Il motivo è infondato perchè il fatto che il Comune avesse ordinato la demolizione del muro de quo, risulta esaminato dalla corte territoriale (“la natura temporanea del predetto muro è comprovata proprio dalle modalità di demolizione dello stesso, avuto riguardo ai tempi della stessa, certamente indipendenti dall’ordinanza comunale di demolizione in data 9.6.03”, ultimo capoverso di pag. 6 della sentenza). Può peraltro aggiungersi che tale fatto è privo dell’ attributo della decisività, perchè la ratio decidendi dell’impugnata pronuncia si fonda sulla natura provvisoria del muro in questione e sul rilievo che l’inadempimento (ossia la persistente presenza del muro stesso) si sarebbe dovuto verificare al momento della stipula del contratto definitivo; stipula in ordine alla quale la corte ambrosiana, peraltro, valorizza, con affermazione non censurata in ricorso, il rilievo del primo giudice che aveva sottolineato come il sig. M. non avesse mai rivolto alla società promettente venditrice una diffida ad adempiere, sia in termini di eliminazione del muro sia in termini di indicazione specifica di una data entro la quale stipulare il contratto definitivo. Con il quinto motivo, rubricato con riferimento all’art. 360 c.p.c., n. 3, il ricorrente afferma che la corte territoriale sarebbe incorsa nel vizio di violazione e falsa applicazione dell’art. 1492 c.c., per non aver valutato quale effetto potesse produrre sul sinallagma contrattuale l’obiettiva difformità dell’opera realizzata rispetto all’opera promessa.

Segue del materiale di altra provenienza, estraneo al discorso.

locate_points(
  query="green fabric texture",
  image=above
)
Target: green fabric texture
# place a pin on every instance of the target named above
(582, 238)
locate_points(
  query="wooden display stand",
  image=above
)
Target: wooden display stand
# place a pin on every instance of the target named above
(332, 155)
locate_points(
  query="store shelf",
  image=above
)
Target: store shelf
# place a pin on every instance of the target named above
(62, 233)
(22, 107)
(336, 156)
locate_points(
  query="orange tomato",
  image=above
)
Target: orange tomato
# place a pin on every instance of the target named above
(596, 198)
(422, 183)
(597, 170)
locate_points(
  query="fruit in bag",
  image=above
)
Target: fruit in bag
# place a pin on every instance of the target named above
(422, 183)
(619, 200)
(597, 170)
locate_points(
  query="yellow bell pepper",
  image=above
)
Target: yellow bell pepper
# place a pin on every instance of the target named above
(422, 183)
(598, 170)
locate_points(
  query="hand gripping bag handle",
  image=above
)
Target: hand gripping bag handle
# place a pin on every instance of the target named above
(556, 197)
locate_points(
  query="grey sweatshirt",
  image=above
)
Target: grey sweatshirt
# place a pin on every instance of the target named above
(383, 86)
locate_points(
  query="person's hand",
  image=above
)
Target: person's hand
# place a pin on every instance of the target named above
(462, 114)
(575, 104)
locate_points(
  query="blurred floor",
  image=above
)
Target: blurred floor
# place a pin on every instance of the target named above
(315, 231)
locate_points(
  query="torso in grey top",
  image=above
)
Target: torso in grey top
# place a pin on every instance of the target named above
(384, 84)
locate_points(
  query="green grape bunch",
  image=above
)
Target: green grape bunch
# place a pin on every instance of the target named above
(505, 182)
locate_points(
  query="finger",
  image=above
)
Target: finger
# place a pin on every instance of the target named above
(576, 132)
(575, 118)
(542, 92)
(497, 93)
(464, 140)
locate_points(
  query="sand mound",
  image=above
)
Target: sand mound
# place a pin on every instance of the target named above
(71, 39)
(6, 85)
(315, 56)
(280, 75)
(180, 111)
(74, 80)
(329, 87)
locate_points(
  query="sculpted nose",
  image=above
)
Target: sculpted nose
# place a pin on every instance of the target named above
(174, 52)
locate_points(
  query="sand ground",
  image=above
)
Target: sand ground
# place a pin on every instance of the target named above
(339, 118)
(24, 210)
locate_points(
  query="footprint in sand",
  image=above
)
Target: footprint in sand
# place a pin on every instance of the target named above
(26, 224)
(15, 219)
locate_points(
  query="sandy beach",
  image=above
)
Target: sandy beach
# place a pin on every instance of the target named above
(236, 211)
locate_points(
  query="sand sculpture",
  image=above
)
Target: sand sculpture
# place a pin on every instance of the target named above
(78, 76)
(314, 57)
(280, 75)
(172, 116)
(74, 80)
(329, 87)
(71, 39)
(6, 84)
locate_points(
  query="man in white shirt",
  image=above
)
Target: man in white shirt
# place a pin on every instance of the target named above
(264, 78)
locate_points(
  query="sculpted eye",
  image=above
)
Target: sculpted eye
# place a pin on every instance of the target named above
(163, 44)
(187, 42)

Anche il quinto motivo va respinto, perchè, al contrario di quanto prospettato del mezzo di ricorso, la corte territoriale ha espressamente valutato gli effetti sul sinallagma contrattuale della presenza del muro non previsto in progetto ed ha motivatamente escluso – con una statuizione che, costituendo giudizio di fatto, non è censurabile in questa sede sotto il profilo del vizio di violazione di legge – che tale presenza costituisse un vizio redibitoria. In particolare, nell’ultimo capoverso di pag. 6 e nel primo capoverso di pag. 7 della sentenza si argomenta sulla natura temporanea del muro medesimo e sulla circostanza che esso era stato rimosso dalla promittente venditrice “subito dopo l’introduzione del giudizio” (primo rigo di pag. 7 della sentenza), con una tempistica che, a giudizio della corte territoriale, consente di escludere la dipendenza di tale rimozione dall’emanazione della ordinanza comunale di demolizione del 19.6.03.

Con il sesto motivo il ricorrente chiede la cassazione della sentenza anche in relazione alla statuizione sulle spese.

Il motivo è inammissibile perchè non c’è censura della sentenza gravata; in effetti l’enunciazione del motivo (“le ragioni che ad avviso dell’esponente militano per la cassazione della sentenza impugnata comportano l’automatico travolgimento della pronuncia anche in punto di spese”) impone di qualificare il medesimo alla stregua di semplice richiamo al principio che la cassazione della sentenza impugnata travolgerla regolazione delle spese ivi contenuta.

In definitiva il ricorso deve essere rigettato in relazione a tutti i motivi in cui esso si articola.

Le spese seguono la soccombenza, con declaratoria della sussistenza dei presupposti per il versamento del raddoppio del contributo unificato D.P.R. 30 maggio 2002, n. 115, art. 13, comma 1 quater da parte del ricorrente.

PQM

La Corte rigetta il ricorso.

Condanna il ricorrente a rifondere alla contro ricorrente le spese del giudizio di cassazione, che liquida in Euro 5,000, oltre Euro 200 per esborsi ed oltre accessori di legge.

Ai sensi del D.P.R. 30 maggio 2002, n. 115, art. 13, comma 1 quater, si dà atto della sussistenza dei presupposti per il versamento, da parte lei ricorrente, dell’ulteriore importo a titolo di contributo unificato pari a quello dovuto per il ricorso, a norma dell’art. 1 bis dello stesso art. 13.

Così deciso in Roma, il 8 maggio 2018.